Si en Euskal Herria, una confederación cultural y emocional, los elementos centrales del nacionalismo aparecen semiocultos, si las aristas más cortantes de la construcción nacional son veladas, quizá derivado ello de un ‘wishful thinking’, un pensamiento ingenuo sobre un Estado vasco ideal que a nuestro autor le gustaría alcanzar, en el segundo artículo, ‘Ciudadanía e identidades’ (4-6-23), en su empeño de presentarnos un Estado vasco plural y respetuoso con todas las identidades, se ampara en la autoridad de Habermas que pone en conexión ciudadanía e identidad nacional. Sin embargo, mientras que Habermas sitúa la formación y el desarrollo de la identidad en el marco de la nación «a la francesa», de la nación cívica creada por el Estado como proyecto normativo, la identidad de Álvarez es la identidad étnica, su nación no es la cosmopolita, sino la cultural.

A mi entender, si la nación de Habermas se define por la soberanía, la única comunidad política es la «comunidad de ciudadanos» que legitima la acción interior y exterior del Estado. Por el contrario, según el proceso de nacionalización del profesor Álvarez, no puede entenderse por comunidad nada más que aquella constituida por un cuerpo de personas unidas en la defensa de una misma doctrina comprehensiva, cuando la característica de las sociedades avanzadas es el hecho del pluralismo razonable de ciudadanos que tienen concepciones filosóficas, religiosas y morales diferentes, y en muchas ocasiones irreconciliables.

Con todo, la cuestión más grave y fundamental que se deriva de la concepción habermasiana de la nación y de la identidad y que Álvarez soslaya es el concepto de patriotismo constitucional. Ante el pluralismo razonable y en ocasiones irrazonable de las sociedades avanzadas con algunas formaciones que pretenden derribar el orden constitucional, el patriotismo constitucional es el constructo que Habermas idea como forma de anclaje de integración postnacional, pensado precisamente para hacer frente al peligro de fragmentación de los Estados nacionales.
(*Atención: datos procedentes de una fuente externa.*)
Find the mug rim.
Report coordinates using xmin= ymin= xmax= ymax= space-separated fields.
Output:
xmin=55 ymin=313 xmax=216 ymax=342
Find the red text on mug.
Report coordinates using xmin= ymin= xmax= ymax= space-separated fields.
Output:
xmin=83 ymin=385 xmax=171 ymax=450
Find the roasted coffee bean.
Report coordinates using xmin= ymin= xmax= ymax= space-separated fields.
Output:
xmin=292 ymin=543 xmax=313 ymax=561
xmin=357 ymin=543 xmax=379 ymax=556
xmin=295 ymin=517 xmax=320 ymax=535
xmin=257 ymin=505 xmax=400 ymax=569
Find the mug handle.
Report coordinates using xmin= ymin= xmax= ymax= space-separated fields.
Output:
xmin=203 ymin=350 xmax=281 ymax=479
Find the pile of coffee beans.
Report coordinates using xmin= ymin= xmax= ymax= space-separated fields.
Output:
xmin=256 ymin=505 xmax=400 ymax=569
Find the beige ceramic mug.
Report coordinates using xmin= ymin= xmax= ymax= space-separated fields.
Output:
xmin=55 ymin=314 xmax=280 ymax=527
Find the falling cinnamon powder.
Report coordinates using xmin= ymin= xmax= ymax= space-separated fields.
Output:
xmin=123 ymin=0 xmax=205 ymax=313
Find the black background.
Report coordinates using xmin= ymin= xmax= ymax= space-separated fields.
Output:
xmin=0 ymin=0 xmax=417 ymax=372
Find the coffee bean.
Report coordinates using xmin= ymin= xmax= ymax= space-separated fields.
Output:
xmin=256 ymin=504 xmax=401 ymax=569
Por ello, según Habermas, la autodeterminación democrática «no tiene el sentido colectivista y excluyente de la afirmación de la independencia nacional, sino el sentido inclusivo de una autolegislación que incorpora por igual a todos los ciudadanos (…) sin ‘integrarlos’ en la uniformidad de una comunidad homogeneizada». Se trata de un vínculo político cristalizado en una legislación democrática. No se trata de una comunidad política con una identidad que arranca en un tiempo remoto, sino de una comunidad como conjunto de ciudadanos que en un marco democrático de decisión y justicia se aseguran mutuamente derechos y libertades. Si el profesor Álvarez hubiera llegado hasta el final en el desarrollo de la tesis habermasiana, y fuera consecuente con la misma, habría alcanzado la misma conclusión.